On redirect examination Desrosiers testified in detail concerning his conversation with Chuck Wilkerson and what the latter had told him. The purport of Wilkerson’s story was that he (Wilkerson) had brought into town from defendant’s ranch two bunches of chickens and sold them for defendant at two different places; that he had told defendant where he had sold them, and that one of those places was the Douglas Poultry; that defendant had told him to take those chickens to certain parties, and that the chickens referred to were the Plymouth rocks that he had gotten at the hatchery of Desrosiers the month previous. At the time of this redirect examination counsel for defendant objected to the admission of this testimony relating to the conversation between Desrosiers and Chuck Wilkerson, contending that he had merely asked whether Desrosiers’ knowledge was based on a conversation he had had with Chuck Wilkerson, but that he had not gone into the details of the conversation. The trial court admitted the above mentioned testimony on the ground that counsel for defendant had interrogated the witness at some length in cross-examination as to the conversation, stating to counsel, “You opened it up yourself. Now the witness has a right to explain the entire conversation if he cares to.”

We are of the opinion that the admission of the testimony of the witness Desrosiers detailing the conversation between himself and Chuck Wilkerson, defendant’s hired man, was error. Counsel for defendant obtained from Desrosiers on cross-examination an admission simply that his testimony as to the sale of 92 chickens under the mortgage was not given as of his own knowledge, but was based on a conversation he had had with Chuck Wilkerson.

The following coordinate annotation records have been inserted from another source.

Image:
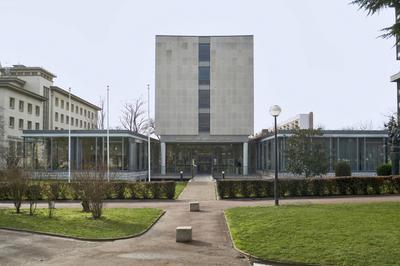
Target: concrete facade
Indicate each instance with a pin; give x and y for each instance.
(176, 95)
(204, 95)
(232, 86)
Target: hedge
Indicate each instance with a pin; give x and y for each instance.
(118, 190)
(335, 186)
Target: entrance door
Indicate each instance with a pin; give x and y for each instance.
(204, 164)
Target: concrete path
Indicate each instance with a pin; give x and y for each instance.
(211, 245)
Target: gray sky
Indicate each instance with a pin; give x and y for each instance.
(310, 55)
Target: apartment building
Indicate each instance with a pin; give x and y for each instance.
(30, 101)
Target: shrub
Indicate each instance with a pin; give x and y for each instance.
(384, 170)
(309, 187)
(33, 194)
(342, 168)
(17, 184)
(169, 189)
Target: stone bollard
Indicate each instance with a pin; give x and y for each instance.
(183, 234)
(194, 206)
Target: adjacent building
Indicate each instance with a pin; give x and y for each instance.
(301, 121)
(204, 102)
(364, 150)
(30, 101)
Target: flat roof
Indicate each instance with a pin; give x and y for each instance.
(333, 134)
(73, 96)
(84, 133)
(167, 35)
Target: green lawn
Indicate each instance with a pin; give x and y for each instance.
(179, 188)
(73, 222)
(340, 234)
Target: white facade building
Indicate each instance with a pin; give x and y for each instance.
(301, 121)
(29, 101)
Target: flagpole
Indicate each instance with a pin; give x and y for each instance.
(69, 135)
(108, 133)
(148, 134)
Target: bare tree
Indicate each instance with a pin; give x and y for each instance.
(102, 114)
(133, 116)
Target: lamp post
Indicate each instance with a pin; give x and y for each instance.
(275, 110)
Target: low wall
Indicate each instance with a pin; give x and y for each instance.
(63, 175)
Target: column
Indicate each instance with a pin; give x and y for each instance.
(245, 158)
(140, 166)
(163, 158)
(132, 155)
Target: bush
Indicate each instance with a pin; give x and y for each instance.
(169, 189)
(17, 184)
(33, 194)
(384, 170)
(309, 187)
(342, 168)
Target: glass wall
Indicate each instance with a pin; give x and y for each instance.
(204, 158)
(362, 153)
(51, 153)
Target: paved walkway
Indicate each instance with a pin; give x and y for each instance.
(211, 245)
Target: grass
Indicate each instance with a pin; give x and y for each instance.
(73, 222)
(340, 234)
(179, 188)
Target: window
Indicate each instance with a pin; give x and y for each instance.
(21, 124)
(204, 122)
(204, 52)
(11, 122)
(30, 108)
(204, 75)
(21, 106)
(204, 99)
(12, 103)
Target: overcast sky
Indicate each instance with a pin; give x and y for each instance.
(317, 55)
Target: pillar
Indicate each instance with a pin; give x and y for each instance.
(163, 158)
(132, 155)
(140, 157)
(245, 158)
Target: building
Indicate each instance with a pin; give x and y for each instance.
(30, 101)
(365, 150)
(204, 102)
(301, 121)
(46, 152)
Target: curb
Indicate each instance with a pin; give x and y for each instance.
(86, 239)
(253, 258)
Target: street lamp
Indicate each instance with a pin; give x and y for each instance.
(275, 110)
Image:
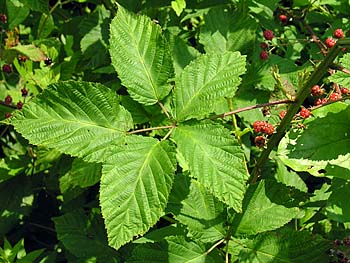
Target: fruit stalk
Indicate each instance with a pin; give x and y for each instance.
(302, 94)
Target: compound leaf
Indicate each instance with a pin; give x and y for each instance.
(338, 208)
(226, 30)
(325, 141)
(175, 249)
(194, 206)
(260, 213)
(77, 118)
(214, 158)
(281, 246)
(141, 56)
(135, 185)
(204, 81)
(84, 236)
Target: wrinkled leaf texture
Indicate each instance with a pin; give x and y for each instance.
(141, 56)
(135, 186)
(77, 118)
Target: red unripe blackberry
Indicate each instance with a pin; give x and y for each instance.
(320, 101)
(346, 241)
(6, 68)
(264, 55)
(304, 113)
(334, 96)
(316, 91)
(19, 105)
(330, 42)
(283, 18)
(260, 141)
(24, 92)
(344, 91)
(3, 18)
(48, 61)
(268, 34)
(282, 114)
(338, 33)
(263, 45)
(8, 100)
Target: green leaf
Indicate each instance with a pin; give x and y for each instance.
(94, 31)
(178, 6)
(281, 246)
(204, 81)
(289, 178)
(228, 30)
(31, 51)
(260, 212)
(16, 198)
(77, 118)
(141, 57)
(17, 12)
(193, 205)
(31, 257)
(176, 249)
(46, 25)
(338, 208)
(82, 175)
(41, 6)
(325, 140)
(84, 236)
(135, 186)
(182, 53)
(214, 158)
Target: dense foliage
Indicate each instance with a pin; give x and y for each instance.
(174, 131)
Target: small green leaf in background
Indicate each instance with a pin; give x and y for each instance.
(41, 6)
(289, 178)
(17, 12)
(228, 30)
(31, 51)
(282, 246)
(325, 140)
(135, 185)
(215, 159)
(261, 214)
(194, 206)
(178, 6)
(176, 249)
(84, 236)
(338, 208)
(182, 53)
(141, 56)
(16, 200)
(204, 81)
(78, 118)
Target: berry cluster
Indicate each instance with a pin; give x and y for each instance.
(283, 18)
(268, 35)
(263, 127)
(337, 34)
(317, 91)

The purport of the cross-examination was simply to prove, and it did prove, that the witness Desrosiers’ testimony on direct examination was not the testimony of a witness testifying to first-hand knowledge of a fact, but was testimony based on what some third party had told him. It went to prove that the testimony on direct examination was not direct evidence, but hearsay. When the trial court on redirect examination allowed testimony concerning all of the details of the conversation, including the narration not only of what Chuck Wilkerson himself had done but of what defendant had told Chuck Wilkerson (who in turn told the witness), there is presented a case of double hearsay.

Examination of the record confirms defendant’s contention that 'the cross-examination did not go into the details of the conversation between Desrosiers and Chuck Wilkerson, but simply established the fact that the complaining witness’ knowledge was based on what he had learned from Wilkerson. The reported statement of Wilkerson that the chickens which he had delivered and sold to the Douglas Poultry Company were the same chickens that he had previously obtained from the hatchery of the complaining witness Desrosiers was the only testimony directly establishing the identity of the chickens sold with those included in the chattel mortgage.

There was, of course, the evidence of Mrs. Anna Carter, who testified that defendant told her she “was in trouble, that she had sold mortgaged chickens,” and as has already been noted Desrosiers testified to defend* ant’s statement to him that she had sold a few. Defendant’s testimony was, that the chickens that she sold were not the chickens covered by Desrosiers’ mortgage. In view of this conflicting evidence as to the alleged admissions of the defendant that she had sold mortgaged chickens, the statement of Wilkerson’s, introduced as hearsay, identifying the mortgaged chickens as those delivered to the Douglas Poultry Company was particularly pertinent and damaging to defendant.

Under these circumstances, we conclude that the error in the admission of the questioned evidence was prejudicial.

We further believe that this Wilkerson statement is inadmissible not only under our Colorado practice but even under more liberal rules of admission of hearsay evidence existing in other jurisdictions.

This decision has been unduly delayed, due to unforseen circumstances affecting this court in 1942. These also necessitated the case’s reassignment.

The judgment is reversed and the cause remanded; further proceedings, if any, to be in accordance with the views herein expressed.